In [210]:
import numpy as np
import pandas as pd
import matplotlib.pyplot as plt
%matplotlib inline
from sklearn.model_selection import train_test_split
import torch
import torch.nn as nn
from torch.utils.data import DataLoader
from torch.utils.data.sampler import BatchSampler
from torch.autograd import Variable

In [211]:
reddit_jokes = pd.read_json('./joke_dataset/reddit_jokes.json')
reddit_jokes['body'] = reddit_jokes['title'] + ' \n ' + reddit_jokes['body']
del reddit_jokes['title']
reddit_jokes.head(2)

Unnamed: 0,body,id,score
0,I hate how you cant even say black paint anymo...,5tz52q,1
1,What's the difference between a Jew in Nazi Ge...,5tz4dd,0


In [212]:
reddit_jokes['body'].iloc[0]

u'I hate how you cant even say black paint anymore \n Now I have to say "Leroy can you please paint the fence?"'

In [213]:
jokes = reddit_jokes['body']
# Remove empty texts
jokes = jokes[~(jokes=='')]

# Ensure no nulls and no empty
assert sum(jokes=='')==0
assert sum(jokes.isnull())==0

In [214]:
# Lowercase
jokes = jokes.apply(lambda x: x.lower())

In [215]:
import random
for i in range(5):
    print(random.choice(list(jokes)))
    print('-----')

a penny lies below the cliff where a jew and black man jumps from, who wins? 
 we don't have enough information to conclude who's likely to win
-----
where did hitler hide his armies? 
 in his sleevies!
-----
what would the name be of a magician duo containing a chicken and a deaf woman? 
 hen and keller. 
-----
what is hitler's least favorite month? 
 jew-ly

edit: how about jan-jew-ary, or jewne?
-----
why did the chicken cross the road? 
 because that two-timing chicken head just couldn't resist that outside cock.  these chicks ain't loyal. the road trusted her to be faithful but in the end she just couldn't do it. that's ok though, because the road knows that karma is real. it will ensure that that chicken never crosses this road again.
-----


In [216]:
print len(jokes)
jokes = jokes[:5000]

194553


In [217]:
print len(jokes)

5000


In [218]:
y = np.zeros(len(jokes))

In [219]:
X_train_valid, X_test, y_train_valid, y_valid = train_test_split(jokes, y,test_size=0.2)

In [220]:
X_train, X_valid, y_train, y_valid = train_test_split(X_train_valid, y_train_valid,test_size=0.2)

In [221]:
X_train.to_excel('./joke_dataset/train_dataset.xlsx',index=False)
X_test.to_excel('./joke_dataset/test_dataset.xlsx',index=False)
X_valid.to_excel('./joke_dataset/valid_dataset.xlsx',index=False)

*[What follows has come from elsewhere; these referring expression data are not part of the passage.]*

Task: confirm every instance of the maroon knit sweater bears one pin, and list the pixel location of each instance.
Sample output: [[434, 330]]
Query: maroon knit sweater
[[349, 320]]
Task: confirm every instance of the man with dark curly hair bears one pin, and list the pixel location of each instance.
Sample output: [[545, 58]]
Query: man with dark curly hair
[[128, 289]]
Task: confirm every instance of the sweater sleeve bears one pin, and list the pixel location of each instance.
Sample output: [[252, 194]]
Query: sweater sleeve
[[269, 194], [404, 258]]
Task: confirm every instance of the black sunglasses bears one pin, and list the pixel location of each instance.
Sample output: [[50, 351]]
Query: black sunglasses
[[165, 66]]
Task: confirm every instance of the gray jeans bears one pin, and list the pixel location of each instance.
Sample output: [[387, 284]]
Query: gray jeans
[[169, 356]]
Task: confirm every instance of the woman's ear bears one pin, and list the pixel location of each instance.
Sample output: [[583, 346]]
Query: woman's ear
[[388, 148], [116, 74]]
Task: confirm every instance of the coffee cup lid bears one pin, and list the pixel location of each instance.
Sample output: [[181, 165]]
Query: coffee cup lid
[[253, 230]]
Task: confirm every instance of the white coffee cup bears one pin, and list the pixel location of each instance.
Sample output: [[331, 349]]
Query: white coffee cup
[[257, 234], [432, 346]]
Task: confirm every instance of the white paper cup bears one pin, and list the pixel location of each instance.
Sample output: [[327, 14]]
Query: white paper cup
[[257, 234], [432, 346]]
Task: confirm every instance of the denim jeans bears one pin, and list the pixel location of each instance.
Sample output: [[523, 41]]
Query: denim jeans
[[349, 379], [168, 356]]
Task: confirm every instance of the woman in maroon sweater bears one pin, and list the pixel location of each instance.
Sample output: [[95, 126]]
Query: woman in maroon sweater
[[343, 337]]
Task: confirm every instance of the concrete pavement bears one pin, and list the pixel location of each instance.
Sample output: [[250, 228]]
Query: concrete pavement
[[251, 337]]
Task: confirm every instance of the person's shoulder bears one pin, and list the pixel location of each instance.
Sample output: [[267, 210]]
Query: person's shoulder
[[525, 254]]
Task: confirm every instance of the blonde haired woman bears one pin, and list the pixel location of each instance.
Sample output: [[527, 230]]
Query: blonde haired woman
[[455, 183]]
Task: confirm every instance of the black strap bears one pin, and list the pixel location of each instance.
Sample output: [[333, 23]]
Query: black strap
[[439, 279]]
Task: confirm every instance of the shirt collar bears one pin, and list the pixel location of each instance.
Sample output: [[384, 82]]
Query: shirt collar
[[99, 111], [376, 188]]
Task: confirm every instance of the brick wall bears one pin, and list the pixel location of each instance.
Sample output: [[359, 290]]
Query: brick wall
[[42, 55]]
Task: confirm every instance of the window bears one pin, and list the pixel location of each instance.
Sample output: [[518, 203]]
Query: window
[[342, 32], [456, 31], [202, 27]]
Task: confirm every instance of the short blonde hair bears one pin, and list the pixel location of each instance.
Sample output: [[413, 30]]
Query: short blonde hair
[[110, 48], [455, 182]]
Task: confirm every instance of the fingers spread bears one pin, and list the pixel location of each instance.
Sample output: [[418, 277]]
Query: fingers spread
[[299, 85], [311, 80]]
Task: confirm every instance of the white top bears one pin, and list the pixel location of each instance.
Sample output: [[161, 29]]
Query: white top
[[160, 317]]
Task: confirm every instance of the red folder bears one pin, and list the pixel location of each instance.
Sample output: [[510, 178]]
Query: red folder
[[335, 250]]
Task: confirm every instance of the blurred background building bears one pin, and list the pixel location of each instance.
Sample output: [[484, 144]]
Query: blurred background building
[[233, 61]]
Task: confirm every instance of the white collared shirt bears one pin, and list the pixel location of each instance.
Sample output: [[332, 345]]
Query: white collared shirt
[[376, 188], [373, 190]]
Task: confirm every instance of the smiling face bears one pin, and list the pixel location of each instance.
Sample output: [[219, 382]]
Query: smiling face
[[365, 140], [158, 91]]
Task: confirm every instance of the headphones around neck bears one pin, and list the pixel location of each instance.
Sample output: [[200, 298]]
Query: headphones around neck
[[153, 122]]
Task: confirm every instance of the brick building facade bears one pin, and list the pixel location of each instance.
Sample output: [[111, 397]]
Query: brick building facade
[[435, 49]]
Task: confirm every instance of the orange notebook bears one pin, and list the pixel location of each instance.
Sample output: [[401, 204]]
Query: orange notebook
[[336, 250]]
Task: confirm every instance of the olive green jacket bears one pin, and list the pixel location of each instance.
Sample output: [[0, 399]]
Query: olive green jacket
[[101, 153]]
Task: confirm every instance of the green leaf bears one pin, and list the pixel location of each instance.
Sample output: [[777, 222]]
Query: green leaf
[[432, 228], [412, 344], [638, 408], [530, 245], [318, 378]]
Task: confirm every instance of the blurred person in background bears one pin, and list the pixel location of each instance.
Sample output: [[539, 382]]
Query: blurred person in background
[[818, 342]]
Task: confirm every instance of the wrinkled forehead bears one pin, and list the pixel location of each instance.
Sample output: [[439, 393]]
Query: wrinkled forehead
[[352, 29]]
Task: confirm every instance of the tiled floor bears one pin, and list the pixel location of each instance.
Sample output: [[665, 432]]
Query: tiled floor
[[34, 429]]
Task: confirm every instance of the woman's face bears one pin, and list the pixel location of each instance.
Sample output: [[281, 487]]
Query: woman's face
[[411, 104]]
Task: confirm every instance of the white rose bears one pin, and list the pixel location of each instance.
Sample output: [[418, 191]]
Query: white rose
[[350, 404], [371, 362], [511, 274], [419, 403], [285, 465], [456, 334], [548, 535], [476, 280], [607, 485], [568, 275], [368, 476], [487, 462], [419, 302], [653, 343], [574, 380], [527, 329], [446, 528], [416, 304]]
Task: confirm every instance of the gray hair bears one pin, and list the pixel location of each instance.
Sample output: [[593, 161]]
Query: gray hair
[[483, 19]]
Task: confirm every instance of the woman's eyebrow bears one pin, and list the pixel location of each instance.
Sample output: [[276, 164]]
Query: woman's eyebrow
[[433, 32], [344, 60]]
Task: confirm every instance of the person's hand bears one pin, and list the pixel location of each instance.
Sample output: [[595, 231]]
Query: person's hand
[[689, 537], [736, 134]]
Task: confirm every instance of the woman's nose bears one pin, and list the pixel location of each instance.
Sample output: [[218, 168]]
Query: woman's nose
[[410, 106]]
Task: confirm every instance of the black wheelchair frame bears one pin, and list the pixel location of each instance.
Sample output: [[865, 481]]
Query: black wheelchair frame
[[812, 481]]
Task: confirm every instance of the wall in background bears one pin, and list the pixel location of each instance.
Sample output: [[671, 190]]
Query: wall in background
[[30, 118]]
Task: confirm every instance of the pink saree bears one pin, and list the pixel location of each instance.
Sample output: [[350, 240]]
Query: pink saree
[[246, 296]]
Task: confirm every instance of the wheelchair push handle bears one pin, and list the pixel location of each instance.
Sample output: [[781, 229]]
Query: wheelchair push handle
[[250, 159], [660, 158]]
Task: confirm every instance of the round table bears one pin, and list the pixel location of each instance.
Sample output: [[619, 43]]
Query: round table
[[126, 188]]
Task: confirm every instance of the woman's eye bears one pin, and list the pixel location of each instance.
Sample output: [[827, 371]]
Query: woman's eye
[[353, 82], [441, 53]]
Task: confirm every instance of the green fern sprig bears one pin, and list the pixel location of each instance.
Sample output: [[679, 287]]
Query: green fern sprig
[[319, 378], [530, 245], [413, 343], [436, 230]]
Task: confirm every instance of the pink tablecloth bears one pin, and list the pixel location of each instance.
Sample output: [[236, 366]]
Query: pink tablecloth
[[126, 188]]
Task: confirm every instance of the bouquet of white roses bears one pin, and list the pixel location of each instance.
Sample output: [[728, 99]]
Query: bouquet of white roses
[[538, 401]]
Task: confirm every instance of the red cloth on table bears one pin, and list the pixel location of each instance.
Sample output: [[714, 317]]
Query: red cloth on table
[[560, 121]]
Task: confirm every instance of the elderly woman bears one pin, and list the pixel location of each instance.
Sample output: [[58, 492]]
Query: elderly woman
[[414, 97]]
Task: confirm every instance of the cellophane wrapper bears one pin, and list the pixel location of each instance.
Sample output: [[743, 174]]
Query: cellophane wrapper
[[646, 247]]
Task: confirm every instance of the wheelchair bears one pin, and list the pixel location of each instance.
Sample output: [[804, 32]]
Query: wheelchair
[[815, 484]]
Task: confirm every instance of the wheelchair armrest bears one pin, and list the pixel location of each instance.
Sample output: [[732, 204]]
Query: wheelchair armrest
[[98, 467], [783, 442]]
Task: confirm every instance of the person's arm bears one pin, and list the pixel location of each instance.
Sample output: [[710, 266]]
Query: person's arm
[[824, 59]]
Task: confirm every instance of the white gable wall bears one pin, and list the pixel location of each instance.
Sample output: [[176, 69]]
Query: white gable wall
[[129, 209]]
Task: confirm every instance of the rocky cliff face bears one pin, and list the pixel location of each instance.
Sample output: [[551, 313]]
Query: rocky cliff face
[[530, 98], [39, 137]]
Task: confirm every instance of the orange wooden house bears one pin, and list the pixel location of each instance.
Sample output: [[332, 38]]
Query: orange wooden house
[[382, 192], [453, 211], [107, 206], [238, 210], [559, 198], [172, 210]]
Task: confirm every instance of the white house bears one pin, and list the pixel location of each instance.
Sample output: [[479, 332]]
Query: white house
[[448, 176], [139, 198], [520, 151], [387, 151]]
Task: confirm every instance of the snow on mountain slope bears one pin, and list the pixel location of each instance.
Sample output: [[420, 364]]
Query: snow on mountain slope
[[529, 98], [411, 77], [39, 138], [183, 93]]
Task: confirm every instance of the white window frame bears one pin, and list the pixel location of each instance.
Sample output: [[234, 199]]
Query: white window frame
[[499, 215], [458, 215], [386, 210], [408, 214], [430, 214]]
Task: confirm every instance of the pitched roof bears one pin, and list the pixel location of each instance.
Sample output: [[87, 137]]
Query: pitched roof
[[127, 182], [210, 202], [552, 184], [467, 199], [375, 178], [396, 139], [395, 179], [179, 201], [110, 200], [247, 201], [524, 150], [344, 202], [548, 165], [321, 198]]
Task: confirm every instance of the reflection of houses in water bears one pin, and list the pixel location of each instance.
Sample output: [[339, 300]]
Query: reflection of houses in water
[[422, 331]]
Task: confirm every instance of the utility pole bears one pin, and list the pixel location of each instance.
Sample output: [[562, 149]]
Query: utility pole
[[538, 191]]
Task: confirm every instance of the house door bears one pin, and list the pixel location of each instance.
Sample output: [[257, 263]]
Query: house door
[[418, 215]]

---------------------------

In [222]:
import string

# Create token_dict based on ascii letters
all_letters = string.ascii_letters[0:26] + """ ".,;'-+=?!$%():\n"""
token_dict = {token:k for token,k in zip(all_letters, range(1,len(all_letters)+1))}

end_token = '<end>'
pad_token = '<pad>'

token_dict[pad_token] = 0
token_dict[end_token] = len(token_dict)

decoder_dict = {token_dict[k]:k for k in token_dict.keys()}
tokens_count = len(token_dict)
assert len(decoder_dict)==len(decoder_dict)
tokens_count

45

In [223]:
id_word = {}
for i,j in token_dict.iteritems():
    id_word[j]=i

In [224]:
def text_encoder(text):
    return [token_dict[token] for token in text if token in token_dict] + [token_dict['<end>']]

In [225]:
text_encoder("i am")

[9, 27, 1, 13, 44]

In [226]:
class CustomDataset():
    
    def __init__(self,filepath):
        self.data = pd.read_excel(filepath)
        self.texts = self.data.iloc[:,0]
        
    def __getitem__(self,index):
        data = self.texts[index]
        encoded_data = text_encoder(data)
        text = np.array(encoded_data[:-1])
        label = np.array(encoded_data[1:])
        return text, label
        
    def __len__(self):
        return (self.data.shape[0])

In [227]:
def my_collate(batch):
    data = [item[0] for item in batch]
    target = [item[1] for item in batch]
    #target = torch.LongTensor(target)
    return [data, target]

In [228]:
train_loader = DataLoader(CustomDataset('./joke_dataset/train_dataset.xlsx'),
                         batch_size=10,
                        shuffle=False,
                         collate_fn=my_collate)
valid_loader = DataLoader(CustomDataset('./joke_dataset/valid_dataset.xlsx'),
                         batch_size=10,
                         shuffle=False,
                         collate_fn=my_collate)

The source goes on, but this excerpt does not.